Atopic dermatitis (AD) is a common inflammatory skin disease with high heritability. Two susceptibility loci have been confirmed in our previous AD genome-wide association study (GWAS). To look for additional genetic factors in Chinese Han ethnicity, we performed a large-scale GWAS follow-up study. Forty-nine top single nucleotide polymorphisms (SNPs) that had never been reported previously were genotyped using Sequenom Massarray system in an independent cohort, which consist of northern Chinese (1634 cases and 1263 controls) and southern Chinese (2985 cases and 9526 controls). Association analyses were performed using PLINK 2 software. Three SNPs in northern and ten SNPs in southern were found exhibiting association evidence with AD (P < 0.05). Finally, SNP rs224108 on 10q21.2 showed high significance for AD in joint analysis of GWAS and replication study (P meta = 4.55 × 10-9, OR = 1.21), and was confirmed as an independent genetic marker by Linkage disequilibrium calculation and conditional logistic regression analysis. Bioinformatics analysis strongly suggested that rs224108 may have the potential to alter the target gene expression through non-coding epigenetic regulation effects. Meanwhile, SNP rs11150780 on 17q25.3 was also found suggestive association with AD (P meta = 7.64 × 10-7, OR = 1.18). Our findings confirmed a novel susceptibility signal on 10q21.2 for AD in Chinese Han population and advanced the understanding of the genetic contribution to AD.

A variant on chromosome 2p13.3 is associated with atopic dermatitis in Chinese Han population.

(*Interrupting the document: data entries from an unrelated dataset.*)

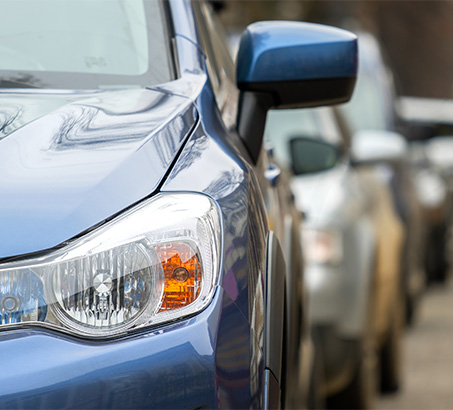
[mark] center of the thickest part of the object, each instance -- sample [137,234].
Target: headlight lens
[322,246]
[157,262]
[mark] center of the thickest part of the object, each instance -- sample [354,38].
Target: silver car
[352,238]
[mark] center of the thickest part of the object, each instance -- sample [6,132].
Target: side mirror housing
[371,146]
[309,156]
[291,65]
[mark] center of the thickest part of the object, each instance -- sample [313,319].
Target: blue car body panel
[176,366]
[69,161]
[74,160]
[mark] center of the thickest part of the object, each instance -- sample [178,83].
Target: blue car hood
[69,161]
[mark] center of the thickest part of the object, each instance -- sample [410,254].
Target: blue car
[148,259]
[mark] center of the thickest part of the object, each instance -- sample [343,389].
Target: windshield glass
[83,44]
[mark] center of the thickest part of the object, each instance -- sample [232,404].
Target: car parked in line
[352,238]
[145,259]
[428,124]
[372,110]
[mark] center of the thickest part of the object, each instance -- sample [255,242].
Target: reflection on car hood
[68,161]
[320,196]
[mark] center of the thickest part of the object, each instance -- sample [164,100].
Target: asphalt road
[428,356]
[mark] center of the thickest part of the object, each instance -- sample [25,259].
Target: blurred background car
[352,237]
[144,252]
[428,125]
[371,109]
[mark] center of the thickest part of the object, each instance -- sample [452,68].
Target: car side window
[219,62]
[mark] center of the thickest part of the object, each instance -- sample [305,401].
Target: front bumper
[175,366]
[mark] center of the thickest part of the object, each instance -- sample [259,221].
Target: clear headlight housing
[155,263]
[322,246]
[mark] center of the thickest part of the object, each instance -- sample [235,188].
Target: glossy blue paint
[171,367]
[70,161]
[281,51]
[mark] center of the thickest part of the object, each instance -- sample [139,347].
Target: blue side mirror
[301,64]
[283,64]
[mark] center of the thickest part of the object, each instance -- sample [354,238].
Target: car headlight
[322,246]
[157,262]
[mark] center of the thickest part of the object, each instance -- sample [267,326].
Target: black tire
[391,352]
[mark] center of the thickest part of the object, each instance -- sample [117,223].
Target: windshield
[83,44]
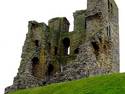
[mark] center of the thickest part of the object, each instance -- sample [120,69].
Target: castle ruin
[52,54]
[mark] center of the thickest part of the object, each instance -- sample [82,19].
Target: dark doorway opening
[95,46]
[56,50]
[76,51]
[35,62]
[37,43]
[50,69]
[66,44]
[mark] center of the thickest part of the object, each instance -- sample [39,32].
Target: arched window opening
[66,44]
[37,43]
[56,50]
[69,51]
[76,51]
[95,46]
[35,62]
[50,69]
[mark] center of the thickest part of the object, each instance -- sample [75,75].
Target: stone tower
[53,54]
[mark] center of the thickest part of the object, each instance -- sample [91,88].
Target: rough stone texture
[93,47]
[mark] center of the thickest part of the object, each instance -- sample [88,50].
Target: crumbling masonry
[53,54]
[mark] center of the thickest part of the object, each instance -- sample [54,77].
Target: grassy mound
[107,84]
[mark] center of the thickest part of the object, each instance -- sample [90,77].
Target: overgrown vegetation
[107,84]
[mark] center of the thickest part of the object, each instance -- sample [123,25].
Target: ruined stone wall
[93,46]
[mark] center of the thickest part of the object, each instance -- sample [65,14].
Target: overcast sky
[14,17]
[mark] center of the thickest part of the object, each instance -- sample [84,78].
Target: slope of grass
[108,84]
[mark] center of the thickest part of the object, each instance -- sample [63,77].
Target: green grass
[108,84]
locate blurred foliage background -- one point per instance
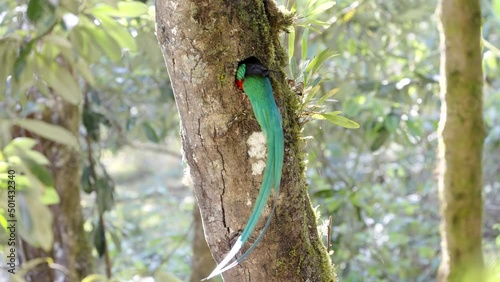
(376, 184)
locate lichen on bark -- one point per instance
(210, 38)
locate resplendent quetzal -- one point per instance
(253, 79)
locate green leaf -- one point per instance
(291, 43)
(94, 278)
(328, 95)
(8, 51)
(57, 40)
(106, 43)
(128, 9)
(119, 33)
(496, 7)
(23, 143)
(20, 63)
(80, 64)
(316, 63)
(334, 118)
(319, 8)
(105, 197)
(48, 131)
(35, 10)
(382, 136)
(3, 222)
(62, 82)
(305, 39)
(391, 122)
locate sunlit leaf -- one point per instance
(35, 10)
(51, 132)
(62, 82)
(125, 9)
(119, 33)
(291, 43)
(106, 43)
(334, 118)
(328, 95)
(304, 40)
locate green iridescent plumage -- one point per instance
(255, 83)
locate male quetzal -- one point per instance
(253, 79)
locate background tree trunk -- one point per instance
(202, 43)
(461, 134)
(71, 249)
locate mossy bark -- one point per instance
(202, 43)
(461, 135)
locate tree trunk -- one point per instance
(71, 250)
(202, 42)
(461, 134)
(202, 263)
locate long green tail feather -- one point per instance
(259, 90)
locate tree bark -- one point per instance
(202, 42)
(71, 250)
(461, 135)
(202, 263)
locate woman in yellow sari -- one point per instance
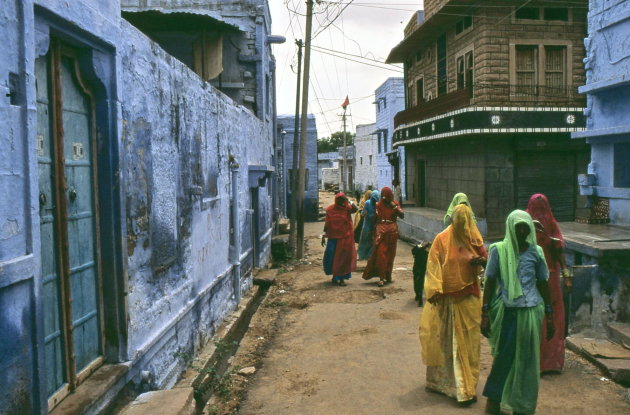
(449, 325)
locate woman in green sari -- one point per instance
(512, 316)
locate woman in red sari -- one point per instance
(340, 256)
(381, 261)
(549, 238)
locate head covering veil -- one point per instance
(458, 199)
(370, 205)
(509, 252)
(540, 210)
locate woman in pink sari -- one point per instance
(381, 261)
(549, 238)
(340, 256)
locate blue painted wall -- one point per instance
(607, 66)
(165, 138)
(390, 98)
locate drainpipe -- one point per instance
(236, 249)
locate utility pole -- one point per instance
(296, 155)
(344, 168)
(303, 131)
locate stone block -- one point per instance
(506, 174)
(178, 401)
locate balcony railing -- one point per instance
(440, 105)
(493, 95)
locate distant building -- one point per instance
(491, 102)
(365, 152)
(598, 248)
(326, 161)
(346, 153)
(388, 101)
(311, 198)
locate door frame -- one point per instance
(96, 58)
(57, 51)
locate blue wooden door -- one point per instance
(69, 222)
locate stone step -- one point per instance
(610, 357)
(619, 333)
(177, 401)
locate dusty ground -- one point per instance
(322, 349)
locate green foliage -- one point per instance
(330, 144)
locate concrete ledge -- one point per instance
(96, 393)
(178, 401)
(617, 369)
(619, 333)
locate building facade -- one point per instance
(311, 197)
(491, 101)
(325, 161)
(141, 196)
(598, 248)
(365, 152)
(388, 101)
(608, 125)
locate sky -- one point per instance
(368, 29)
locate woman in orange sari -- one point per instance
(450, 323)
(381, 261)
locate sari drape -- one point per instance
(450, 327)
(551, 241)
(381, 262)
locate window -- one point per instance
(463, 25)
(555, 67)
(296, 178)
(441, 64)
(557, 13)
(384, 141)
(419, 91)
(465, 64)
(546, 13)
(418, 56)
(527, 13)
(526, 65)
(622, 167)
(540, 70)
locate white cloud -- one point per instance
(367, 31)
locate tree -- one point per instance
(332, 143)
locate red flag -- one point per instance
(345, 103)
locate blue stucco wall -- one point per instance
(392, 92)
(168, 136)
(607, 67)
(311, 197)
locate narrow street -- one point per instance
(355, 350)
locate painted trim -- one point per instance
(488, 131)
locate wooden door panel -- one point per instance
(81, 219)
(53, 339)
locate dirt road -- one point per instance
(355, 350)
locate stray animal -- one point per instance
(420, 254)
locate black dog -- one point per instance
(420, 254)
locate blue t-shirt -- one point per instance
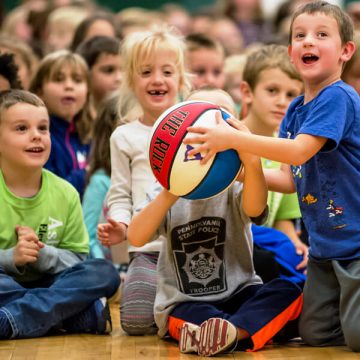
(328, 185)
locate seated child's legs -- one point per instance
(348, 274)
(138, 295)
(74, 289)
(319, 323)
(260, 311)
(10, 290)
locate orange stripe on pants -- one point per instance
(275, 325)
(175, 325)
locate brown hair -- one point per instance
(346, 29)
(12, 97)
(49, 67)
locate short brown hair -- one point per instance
(268, 57)
(12, 97)
(346, 29)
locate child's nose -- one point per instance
(69, 83)
(308, 40)
(157, 77)
(282, 100)
(35, 134)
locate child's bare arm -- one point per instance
(222, 137)
(280, 180)
(111, 233)
(28, 246)
(255, 189)
(144, 225)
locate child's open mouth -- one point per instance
(157, 92)
(310, 58)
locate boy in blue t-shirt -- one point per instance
(46, 283)
(320, 139)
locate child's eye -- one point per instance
(299, 35)
(108, 69)
(200, 72)
(58, 78)
(21, 128)
(271, 90)
(43, 128)
(291, 95)
(78, 78)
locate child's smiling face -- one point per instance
(316, 48)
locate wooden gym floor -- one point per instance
(119, 346)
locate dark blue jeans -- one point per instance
(34, 309)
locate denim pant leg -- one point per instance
(74, 289)
(10, 290)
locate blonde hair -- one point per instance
(49, 67)
(142, 45)
(230, 107)
(268, 57)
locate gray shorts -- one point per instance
(331, 311)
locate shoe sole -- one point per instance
(216, 335)
(105, 324)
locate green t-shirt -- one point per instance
(55, 215)
(281, 206)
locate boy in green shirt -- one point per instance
(46, 283)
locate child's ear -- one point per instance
(348, 51)
(246, 92)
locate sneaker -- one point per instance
(212, 337)
(95, 319)
(5, 327)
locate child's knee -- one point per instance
(352, 336)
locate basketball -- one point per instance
(177, 172)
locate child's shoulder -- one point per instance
(58, 185)
(340, 88)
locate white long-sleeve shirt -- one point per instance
(131, 175)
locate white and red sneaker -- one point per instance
(212, 337)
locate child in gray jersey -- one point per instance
(209, 297)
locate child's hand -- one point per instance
(111, 233)
(28, 246)
(211, 140)
(302, 249)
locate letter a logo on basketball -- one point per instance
(191, 158)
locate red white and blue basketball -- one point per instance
(177, 172)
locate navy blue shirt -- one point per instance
(68, 157)
(328, 185)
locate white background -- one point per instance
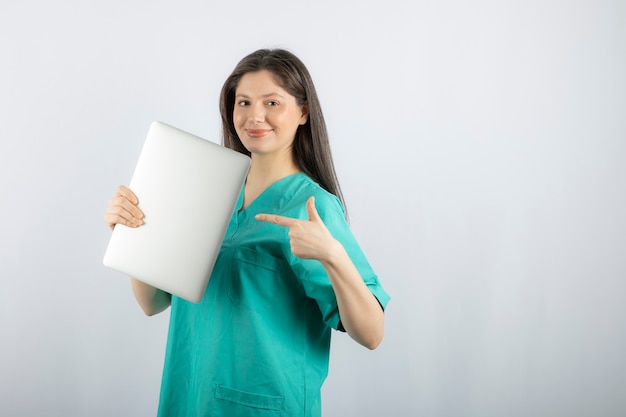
(481, 147)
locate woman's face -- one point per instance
(266, 116)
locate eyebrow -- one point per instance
(263, 96)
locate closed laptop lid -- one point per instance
(187, 188)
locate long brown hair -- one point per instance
(311, 149)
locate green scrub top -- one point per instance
(258, 342)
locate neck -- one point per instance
(264, 172)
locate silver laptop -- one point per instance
(187, 189)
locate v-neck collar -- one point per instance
(272, 197)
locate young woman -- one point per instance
(289, 268)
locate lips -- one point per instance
(257, 133)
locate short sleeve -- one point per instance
(312, 274)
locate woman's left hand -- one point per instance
(310, 239)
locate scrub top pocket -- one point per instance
(253, 279)
(234, 402)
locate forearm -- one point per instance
(361, 313)
(151, 300)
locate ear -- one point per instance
(305, 114)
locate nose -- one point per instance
(257, 113)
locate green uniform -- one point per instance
(258, 342)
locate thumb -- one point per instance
(311, 210)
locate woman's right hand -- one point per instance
(122, 209)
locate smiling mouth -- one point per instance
(257, 133)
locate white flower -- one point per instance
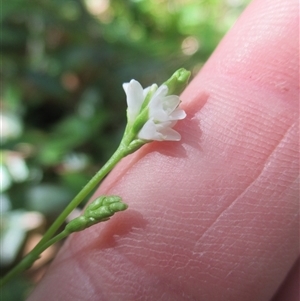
(163, 111)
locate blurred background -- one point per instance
(62, 103)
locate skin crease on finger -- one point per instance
(214, 217)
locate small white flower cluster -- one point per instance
(162, 111)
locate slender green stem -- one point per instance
(46, 241)
(29, 259)
(114, 159)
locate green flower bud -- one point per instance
(98, 211)
(178, 81)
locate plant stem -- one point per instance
(46, 241)
(30, 258)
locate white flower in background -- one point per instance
(159, 113)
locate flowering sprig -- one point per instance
(153, 112)
(151, 115)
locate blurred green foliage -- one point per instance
(62, 103)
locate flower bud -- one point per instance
(178, 81)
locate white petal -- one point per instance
(134, 97)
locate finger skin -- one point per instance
(289, 291)
(214, 217)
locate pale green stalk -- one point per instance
(122, 151)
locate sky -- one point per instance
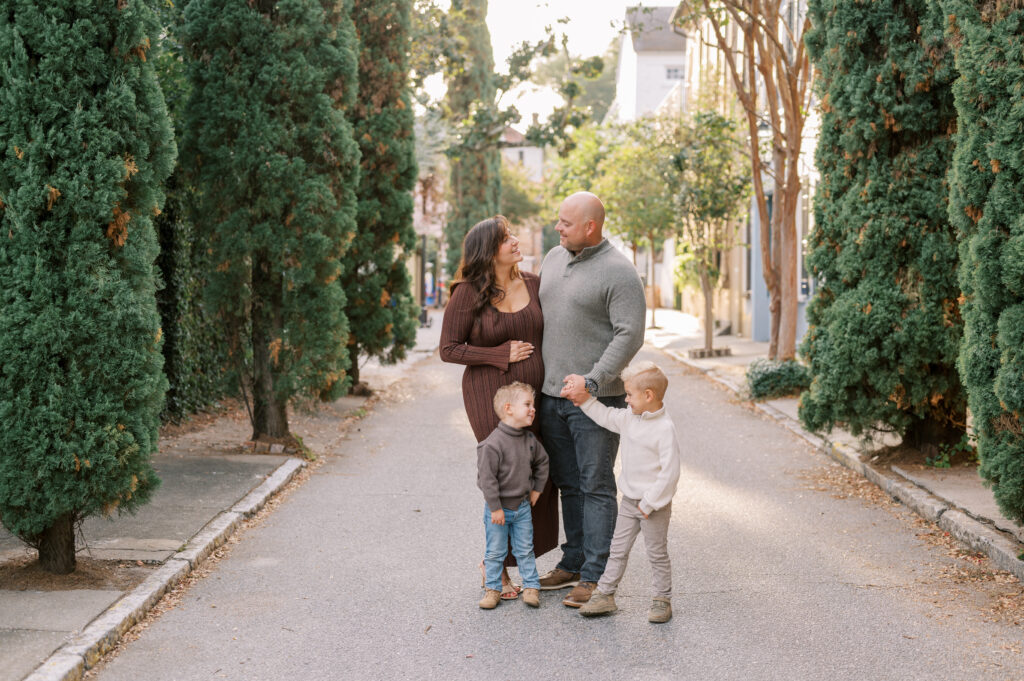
(593, 25)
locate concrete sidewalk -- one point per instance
(954, 498)
(210, 483)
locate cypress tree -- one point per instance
(85, 141)
(885, 322)
(194, 348)
(382, 311)
(275, 165)
(474, 183)
(987, 180)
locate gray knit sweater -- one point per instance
(510, 463)
(594, 314)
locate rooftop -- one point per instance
(651, 32)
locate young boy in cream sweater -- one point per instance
(650, 461)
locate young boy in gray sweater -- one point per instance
(511, 470)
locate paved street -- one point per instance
(369, 571)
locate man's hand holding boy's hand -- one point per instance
(574, 389)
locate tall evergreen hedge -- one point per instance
(382, 311)
(274, 166)
(474, 181)
(195, 354)
(885, 323)
(987, 181)
(85, 142)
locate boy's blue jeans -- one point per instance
(519, 527)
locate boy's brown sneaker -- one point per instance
(559, 579)
(580, 594)
(492, 598)
(599, 603)
(660, 610)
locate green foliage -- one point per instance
(885, 323)
(475, 162)
(965, 449)
(194, 352)
(580, 169)
(521, 197)
(773, 378)
(85, 141)
(987, 182)
(274, 166)
(713, 188)
(381, 309)
(636, 181)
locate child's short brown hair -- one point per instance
(506, 393)
(646, 376)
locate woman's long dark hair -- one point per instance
(477, 264)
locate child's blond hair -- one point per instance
(646, 376)
(507, 393)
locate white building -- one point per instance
(517, 151)
(651, 71)
(651, 62)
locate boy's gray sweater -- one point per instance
(594, 315)
(510, 463)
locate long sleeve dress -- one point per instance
(482, 344)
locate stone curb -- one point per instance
(1000, 549)
(71, 661)
(256, 499)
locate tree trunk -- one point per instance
(353, 369)
(650, 282)
(269, 414)
(56, 546)
(927, 435)
(709, 320)
(788, 258)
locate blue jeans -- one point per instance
(582, 456)
(519, 527)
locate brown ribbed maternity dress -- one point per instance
(483, 345)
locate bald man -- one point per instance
(594, 309)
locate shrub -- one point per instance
(771, 378)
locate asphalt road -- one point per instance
(369, 571)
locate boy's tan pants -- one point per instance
(655, 534)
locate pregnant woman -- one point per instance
(493, 325)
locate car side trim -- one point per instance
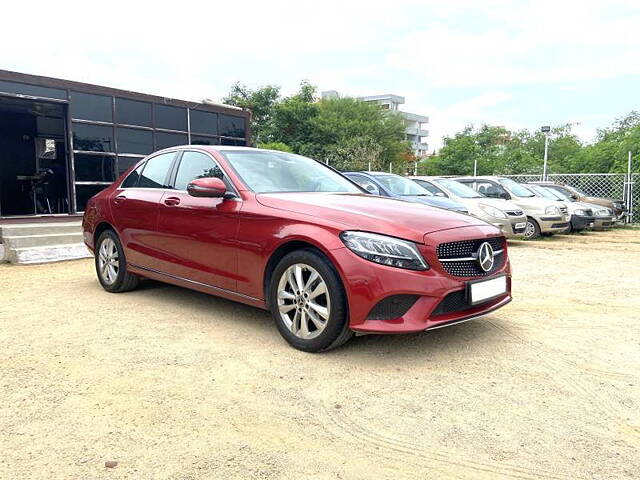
(193, 282)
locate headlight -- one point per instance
(552, 211)
(492, 211)
(384, 250)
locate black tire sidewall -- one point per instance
(122, 270)
(536, 228)
(338, 318)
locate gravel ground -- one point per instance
(171, 383)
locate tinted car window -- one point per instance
(195, 165)
(155, 171)
(132, 178)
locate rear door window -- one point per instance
(155, 172)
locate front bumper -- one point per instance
(508, 226)
(554, 223)
(603, 223)
(580, 222)
(367, 283)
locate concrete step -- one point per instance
(24, 229)
(42, 240)
(49, 253)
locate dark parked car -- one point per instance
(286, 233)
(395, 186)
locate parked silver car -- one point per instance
(543, 216)
(505, 215)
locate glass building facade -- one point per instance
(109, 130)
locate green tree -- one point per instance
(260, 102)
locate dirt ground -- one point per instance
(172, 383)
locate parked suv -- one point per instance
(395, 186)
(617, 207)
(288, 234)
(505, 215)
(581, 213)
(543, 216)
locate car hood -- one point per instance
(533, 203)
(370, 213)
(436, 202)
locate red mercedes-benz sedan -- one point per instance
(286, 233)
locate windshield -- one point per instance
(544, 192)
(402, 186)
(265, 171)
(458, 189)
(515, 188)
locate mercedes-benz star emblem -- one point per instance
(485, 257)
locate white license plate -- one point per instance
(487, 289)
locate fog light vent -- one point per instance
(391, 307)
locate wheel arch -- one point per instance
(286, 248)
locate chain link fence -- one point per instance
(618, 186)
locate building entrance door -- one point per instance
(34, 177)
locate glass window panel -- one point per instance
(133, 112)
(86, 106)
(232, 141)
(84, 193)
(155, 171)
(232, 126)
(94, 138)
(32, 90)
(166, 140)
(131, 140)
(172, 118)
(197, 140)
(204, 122)
(94, 168)
(195, 165)
(125, 163)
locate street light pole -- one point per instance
(546, 131)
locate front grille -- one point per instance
(459, 258)
(514, 213)
(392, 307)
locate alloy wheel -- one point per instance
(303, 301)
(529, 230)
(108, 261)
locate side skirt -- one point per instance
(198, 286)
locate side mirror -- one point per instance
(207, 187)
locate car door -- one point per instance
(198, 235)
(134, 207)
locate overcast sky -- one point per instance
(513, 63)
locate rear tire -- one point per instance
(532, 230)
(111, 264)
(308, 302)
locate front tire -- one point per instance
(532, 230)
(308, 302)
(111, 265)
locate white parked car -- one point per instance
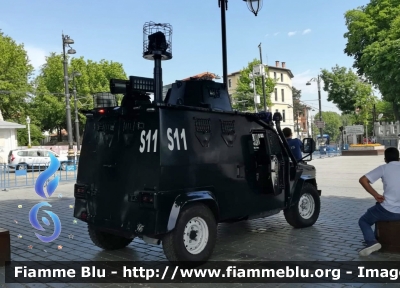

BACKGROUND: Multi-ancestry genome-wide association study (GWAS) has recently identified 11 new susceptibility loci for Atopic dermatitis (AD). The replication of these new susceptibility loci in different populations should not be ignored. OBJECTIVE: To examine whether these 11 new identified susceptibility loci are also associated with AD in the Chinese Han population. METHODS: These 11 variants were imputed using our genome-wide array dataset. The selected SNPs with suggestive signals were genotyped in a large-scale replication study with a total of 4619 cases and 10,789 controls using the Sequenom Massarray system. Association analyses were performed using PLINK 1.07 software. Results were combined across our previous AD-GWAS stage and the replication stage by meta-analysis. Bioinformatic analysis was done to predict the possible causal gene. RESULTS: Of the 11 SNPs investigated, four SNPs showed suggestive association (P<0.05) in our previously published GWAS datasets. Association evidence for an intergenic variant rs112111458 at 2p13.3 with AD was replicated in Chinese Han population (P=7.37×10-7, OR=0.86), showing significance in Meta analysis of GWAS and replication study (Pmeta=8.18×10-08, OR=0.69). Further functional annotation by HaploReg indicated that transcriptional regulation activity exists at this locus for the CD207 gene in skin tissue. CONCLUSIONS: Our study confirmed a previously reported susceptibility loci in the Chinese Han population, which implicates CD207 might be a new susceptibility gene for AD and highlights the crucial role of immune responses in AD.